CRÍTICA DE LA RAZÓN CÍNICA

Las páginas pasan

Por: Rael Salvador
viernes, 10 de septiembre de 2021 · 00:00

Inmerso de espíritu en el lienzo de Miquel Barceló, “Tiempo de vida”, permito mezclarse el dulce portento que es el allegretto de la Sinfonía No. 7 del genio de Bonn con el temporal que hace en Ensenada.

La enigmática belleza de una barcaza, capitaneado en el dantesco corazón de las tintas, avanza no sin rudeza desde el punto de fuga, lugar donde un muro de dimensiones lácteas no hace perder, ni por asomo, el temple del navegante… La música parece prestarle una sonrisa al hombre y, en la abrupta revelación de su neurosis, el mar erecto asemeja la conciencia turbia y genial de Ludwig van Beethoven.

Ante eso y lo otro, paladeo el beso de una palabra –de la cual desconocía su grafía, su sonoridad y su significado–. En los campos de mi infancia, cerca de la Cementera, el oleaje dorado atendía mis aventuras: ascenso de aves, nubes al fondo, correr de roedores, los pasos como hacia la profundidad de un océano… No tenía idea que lo que me recibía, familia de plantas herbáceas que bailan con el viento al ritmo de las mareas de los puertos cercanos, eran las “gramíneas”.

“Gramíneas”, me digo… y el terciopelo de una ola amarilla revienta el fulgor azul de sus canarios en el ebrio vuelo del tiempo.

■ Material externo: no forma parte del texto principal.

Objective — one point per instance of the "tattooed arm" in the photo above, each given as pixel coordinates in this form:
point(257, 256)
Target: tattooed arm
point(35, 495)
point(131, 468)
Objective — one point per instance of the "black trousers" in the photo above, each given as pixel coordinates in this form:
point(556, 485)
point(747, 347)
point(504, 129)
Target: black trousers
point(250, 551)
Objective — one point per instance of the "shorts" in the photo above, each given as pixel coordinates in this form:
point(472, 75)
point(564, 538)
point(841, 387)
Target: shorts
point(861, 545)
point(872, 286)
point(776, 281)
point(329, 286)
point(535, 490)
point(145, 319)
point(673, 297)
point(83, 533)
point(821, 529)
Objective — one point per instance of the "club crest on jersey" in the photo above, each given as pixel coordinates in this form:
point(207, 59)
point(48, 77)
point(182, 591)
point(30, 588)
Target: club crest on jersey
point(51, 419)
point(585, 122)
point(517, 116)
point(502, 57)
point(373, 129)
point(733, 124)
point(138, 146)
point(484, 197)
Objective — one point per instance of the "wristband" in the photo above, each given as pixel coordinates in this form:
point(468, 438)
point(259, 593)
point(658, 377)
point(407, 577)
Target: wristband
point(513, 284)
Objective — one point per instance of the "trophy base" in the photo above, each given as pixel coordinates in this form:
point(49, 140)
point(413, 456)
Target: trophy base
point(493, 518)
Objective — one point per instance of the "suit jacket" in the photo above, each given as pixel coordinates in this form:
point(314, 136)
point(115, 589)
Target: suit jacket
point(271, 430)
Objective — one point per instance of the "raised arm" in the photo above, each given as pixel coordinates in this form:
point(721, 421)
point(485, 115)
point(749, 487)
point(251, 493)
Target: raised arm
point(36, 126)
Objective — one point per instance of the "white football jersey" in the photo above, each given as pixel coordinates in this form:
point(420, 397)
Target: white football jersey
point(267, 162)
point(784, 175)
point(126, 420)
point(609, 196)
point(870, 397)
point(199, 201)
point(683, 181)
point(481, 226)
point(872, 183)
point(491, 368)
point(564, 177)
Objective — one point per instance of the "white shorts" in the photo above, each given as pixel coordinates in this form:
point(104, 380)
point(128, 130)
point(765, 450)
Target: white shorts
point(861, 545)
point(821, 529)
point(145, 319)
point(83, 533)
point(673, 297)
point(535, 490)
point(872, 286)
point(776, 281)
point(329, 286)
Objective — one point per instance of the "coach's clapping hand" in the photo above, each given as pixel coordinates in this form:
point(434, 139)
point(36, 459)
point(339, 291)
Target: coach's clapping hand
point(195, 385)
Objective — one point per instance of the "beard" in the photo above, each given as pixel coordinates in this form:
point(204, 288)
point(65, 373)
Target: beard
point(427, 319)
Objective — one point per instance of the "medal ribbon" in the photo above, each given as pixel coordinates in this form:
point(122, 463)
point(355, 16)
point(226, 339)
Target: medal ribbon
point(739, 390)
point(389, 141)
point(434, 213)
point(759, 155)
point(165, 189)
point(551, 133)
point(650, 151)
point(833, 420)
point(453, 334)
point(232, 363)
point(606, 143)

Esta palabra es una espiga entre las páginas del libro de Chantal Maillard, “La mujer de pie” (Galaxia Gutenberg), con el cual esta semana he pasado días de delicado gozo y noches de auténtico cobijo, pues en él encuentro la inteligencia de una mujer que expone su manera de observar el mundo, ofreciéndole la tersura de la sabiduría oriental a la áspera cotidianidad de la filosofía de Occidente: “De cómo, si una gota de agua en el océano, Occidente enfoca la gota, Oriente contempla el océano” (De Oriente y Occidente. Dis/cursos-De/cursos).

En el libro de Maillard, la muerte reafirma su enigma, pero no evita que la vestimenta de sus hilos quede expuesta en los colores de la existencia: dolor certificado, alegría incluyente, pesar sostenido, gotitas de pensamiento, familia y piedad, reclamos elegidos, hijo y memoria, araña solar, etcétera. Un telar que se precipita en el tejido de la enunciación, sin dejar de lado la lucidez en su versión de gentileza.

La lectura devela muchas cosas, sobre todo ignorancias ancestrales, enquistamientos de vacío que hunden su tartamudeo en el cosmos, relámpagos secos provenientes de estrellas muertas; yo, pobre tipo, idiota privilegiado, que presumo que el conocimiento que me ampara abarca los cinco océanos, pero descubro –¡sorpresa!– que no tienen la profundidad de 8 pulgadas… ¡Que alegría benevolente exhibirme en el ejercicio de estos saberes!

Hace unas semanas realicé la entrega de un artículo (“Dónde diablos quedó Dios”) en el que el filósofo Rüdiger Safranski narra la desaparición de un pintor chino, el cual aderezo con otras variantes… ¡pero nunca reparo, ni ofrezco referencia –porque la desconocía–, que se trata de la leyenda de Wu Daozi, de la dinastía Tang! Ese pintor, raíz de mitologías inexorables, abrirá siempre la puerta de la montaña y desaparecerá del cuadro ante la mirada atónica de los presentes, y que sirve de punto de partida a Marguerite Yourcenar para ofrendarnos con el maravilloso cuento “Así fue salvado Wang-Fo”.

Dice Chantal Maillard en una de esas acogidas: “Roto y vuelto a pegar mi azucarero es perfecto mientras pueda contener el azúcar. Pero, además, es perfecto porque es único. Y no porque me pertenezca, como la rosa del principito de Saint-Exupéry, sino porque ningún azucarero puede haber en el mundo con esas mismas cicatrices.

Éste ha sufrido un deterioro que lo hace ser especial. Así de especial también es el cuerpo que ha sufrido una amputación. Vuelto a coser, mutilado, se torna peculiar”, y quien es capaz de percibirlo moldea su espíritu de acuerdo a la condición cambiante de todos los universos posibles.

Las páginas pasan y son, como las nubes, perfectas. “Todo instante –murmuran a mi oído– es perfecto”.